The delays in handling paper correspondence are coming as the agency grapples with getting out the stimulus payments. The process kicked off this week with direct deposits to tens of millions of Americans, and almost immediately hit some bumps.

Many taxpayers took to Twitter to vent about not being able to navigate or access an online IRS payment tracking tool, or having their payments misrouted to their tax preparers. Spokespeople for two of the biggest tax software companies, TurboTax maker Intuit and H&R Block, said their systems weren’t at fault.

“We share our clients’ frustration that many of them have not yet received these much-needed payments due to IRS decisions, and we are actively working with the IRS to get stimulus payments sent directly to client accounts,” H&R Block’s spokesperson said.

The IRS will face another big test next week, when paper checks for the stimulus payments are supposed to start going out to people who don’t have direct deposit information on file with the agency.
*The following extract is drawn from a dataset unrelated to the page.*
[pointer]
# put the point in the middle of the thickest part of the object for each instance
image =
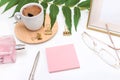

Meanwhile, tax returns for the 2019 tax year, along with refunds, are still being processed, at least the ones that are filed electronically, as the vast majority are these days. But many other, more routine things are falling through the cracks, tax preparers and others who deal with the agency say.

It’s an unprecedented challenge for a federal agency that arguably affects more Americans than any other, exacerbated by a decade of budget cuts by Congress and a workforce that has shrunk by roughly 22 percent since 2011.

The myriad closures will inevitably inconvenience taxpayers and professionals who represent them, said another former commissioner, John Koskinen. But he added that agency managers have an obligation to give employees a safe working environment.

Still, Koskinen didn’t play down some of the consequences, such as the halt in processing paper returns. Even though only about 10 percent of individual taxpayers mail returns instead of electronically filing them, that amounts to 15 million to 16 million people, many of whom will have to wait for refunds just as they, and the economy, need them most.

“This is a significant issue that I’m sure the IRS would have avoided if that were possible,” said Koskinen, the agency’s head from 2013 until 2017.

The threat the coronavirus posed to the IRS first became apparent in March, when Treasury Secretary Steven Mnuchin extended the tax filing deadline by three months, to July 15. After that, other things started falling one by one, from the suspension of in-person taxpayer assistance to the closure of its last service center a little more than a week ago.

Swiftly issuing stimulus payments is the agency’s top priority right now. Tax filing season has become secondary, though still a focus, given that most Americans need to have filed tax returns this year or last year to get their stimulus payments.

IRS and Treasury officials have also urged people to continue filing electronically so they can get their refunds.

The agency had received 97.4 million tax returns and processed 92.5 million through April 3, down 6 percent and 8 percent, respectively, from the same period last year. It had paid out $213 billion in refunds, down from $221 million at this time last year.

“In terms of what the IRS has been able to do, so far so good,” Everson said.

Still, there are disruptions large and small across the agency, particularly because it still relies on paper for many of its functions.